В XVIII веке французские художники эпохи рококо продолжали – теперь уже с беззаботным энтузиазмом, а не серьезным фанатизмом – прославлять античную привлекательность обнаженных частей тела, появляющихся из ничем не мотивированных вихрей ткани, и не только в поясном портрете. В своей «Темноволосой одалиске», написанной около 1745 года (ил. 57), Франсуа Буше ориентализирует сюжет, изображая модель, лежащую на животе, на низком диване. Она игриво смотрит на зрителя, обнажая нижнюю часть тела и раздвигая ноги в океане жестких ломаных складок. Большая часть этого моря тяжелым каскадом спускается вниз со стены позади нее и поднимается между ее ног голубыми бархатными волнами; некоторые из них раздуваются под ее телом, словно буруны, сине-белыми полосами, а остальная часть пенится вокруг ее талии и плеч белыми брызгами, возможно, являя собой сорочку. Ее стопа касается дна в виде розового ковра на полу: его сине-золотая кайма вздымается, будто стремясь слиться с остальными волнами. О помещениях сераля напоминают лишь ее маленький расшитый жемчугом тюрбан с пером, да курильница для благовоний на низком столике, где также лежат жемчужные ожерелья. Экзотика главным образом передана беспорядочным изобилием тканей, нарисованных только лишь для того, чтобы разливаться вокруг этих ягодиц, ради чувственности как таковой, не подчиняясь никаким бытовым функциям.

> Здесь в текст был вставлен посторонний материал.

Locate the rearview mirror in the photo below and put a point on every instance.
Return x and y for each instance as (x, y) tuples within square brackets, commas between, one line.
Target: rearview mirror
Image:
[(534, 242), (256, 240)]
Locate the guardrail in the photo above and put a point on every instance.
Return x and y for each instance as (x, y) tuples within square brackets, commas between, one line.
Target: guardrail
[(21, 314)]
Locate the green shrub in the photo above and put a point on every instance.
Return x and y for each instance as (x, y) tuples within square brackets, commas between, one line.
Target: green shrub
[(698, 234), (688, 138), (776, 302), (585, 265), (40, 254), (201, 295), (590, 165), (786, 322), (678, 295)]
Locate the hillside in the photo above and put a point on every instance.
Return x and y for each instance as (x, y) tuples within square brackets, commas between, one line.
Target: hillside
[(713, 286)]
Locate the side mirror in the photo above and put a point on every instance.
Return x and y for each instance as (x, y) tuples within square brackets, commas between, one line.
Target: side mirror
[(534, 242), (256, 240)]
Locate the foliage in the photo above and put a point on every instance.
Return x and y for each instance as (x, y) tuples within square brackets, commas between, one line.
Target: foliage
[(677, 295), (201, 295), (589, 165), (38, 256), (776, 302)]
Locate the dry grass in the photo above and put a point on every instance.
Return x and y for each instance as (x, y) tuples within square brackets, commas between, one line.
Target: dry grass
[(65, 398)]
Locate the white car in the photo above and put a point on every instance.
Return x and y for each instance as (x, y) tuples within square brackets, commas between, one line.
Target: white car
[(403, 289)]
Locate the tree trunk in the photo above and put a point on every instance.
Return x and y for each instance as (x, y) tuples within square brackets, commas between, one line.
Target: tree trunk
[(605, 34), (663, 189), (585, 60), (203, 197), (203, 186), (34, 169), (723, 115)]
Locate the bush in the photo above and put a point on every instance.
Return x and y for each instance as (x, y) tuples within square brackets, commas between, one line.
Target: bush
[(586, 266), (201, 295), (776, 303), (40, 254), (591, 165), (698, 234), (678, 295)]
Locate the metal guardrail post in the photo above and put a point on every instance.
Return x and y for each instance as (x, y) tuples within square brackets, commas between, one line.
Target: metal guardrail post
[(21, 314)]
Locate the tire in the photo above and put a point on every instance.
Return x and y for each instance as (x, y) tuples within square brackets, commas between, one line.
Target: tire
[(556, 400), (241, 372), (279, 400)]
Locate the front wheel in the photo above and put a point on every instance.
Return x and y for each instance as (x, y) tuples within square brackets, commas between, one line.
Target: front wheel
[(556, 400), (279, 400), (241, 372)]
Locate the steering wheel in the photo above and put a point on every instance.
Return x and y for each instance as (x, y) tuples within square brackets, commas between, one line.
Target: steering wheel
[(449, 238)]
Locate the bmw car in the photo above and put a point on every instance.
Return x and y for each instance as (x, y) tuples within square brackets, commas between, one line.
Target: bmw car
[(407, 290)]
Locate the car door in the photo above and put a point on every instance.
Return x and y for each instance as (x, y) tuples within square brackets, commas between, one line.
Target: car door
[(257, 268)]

На более позднем изображении (ил. 58) Жан-Оноре Фрагонар придает сюжету немало пикантности, уложив модель на спину в обычную кровать и прикрыв ее обнаженное межножье мехом живой зверушки. Ее кровать при этом целиком состоит из драпировок, волнами сбегающих и пузырящихся вокруг основного действия. Они словно бы убеждают задравшуюся сорочку, отброшенный ночной чепец и скинутый халат тоже превратиться в драпировки вместе с простынями, так чтобы они могли все вместе колыхаться в бурном текстильном волнении от того, как эта девушка вскинула голые ноги, чтобы удержать на весу свою счастливую собачку.
Глава 4
Высокое трюкачество и чистая выдумка
Ко второй половине XVII века использование художниками совершенно фантастических драпировок достигло апогея и пребывало там, пусть и с некоторыми изменениями тона, большую часть XVIII столетия. В этот период самозабвенная увлеченность живописными драпировками в стиле барокко, будь то церемониально пышными или неистово бурными, постепенно уступала место нарочитому духу театра. Сопутствующие драпировки в мифологических и библейских сюжетах стали все больше походить на декоративные занавесы, развешанные гирляндами вокруг сцены, в то время как фигуры стали выглядеть так, будто вместо одежды, соответствующей их действиям или страстям, их одели в исторические или фантастические костюмы для театрального представления. Элегантная портретная живопись могла включать большой отрез дорогой ткани, наброшенный на одетое тело модели, не для того, чтобы служить плащом или мантией, а просто для зрелищности, вне зависимости от того, была ли одежда модели настоящей или выдуманной.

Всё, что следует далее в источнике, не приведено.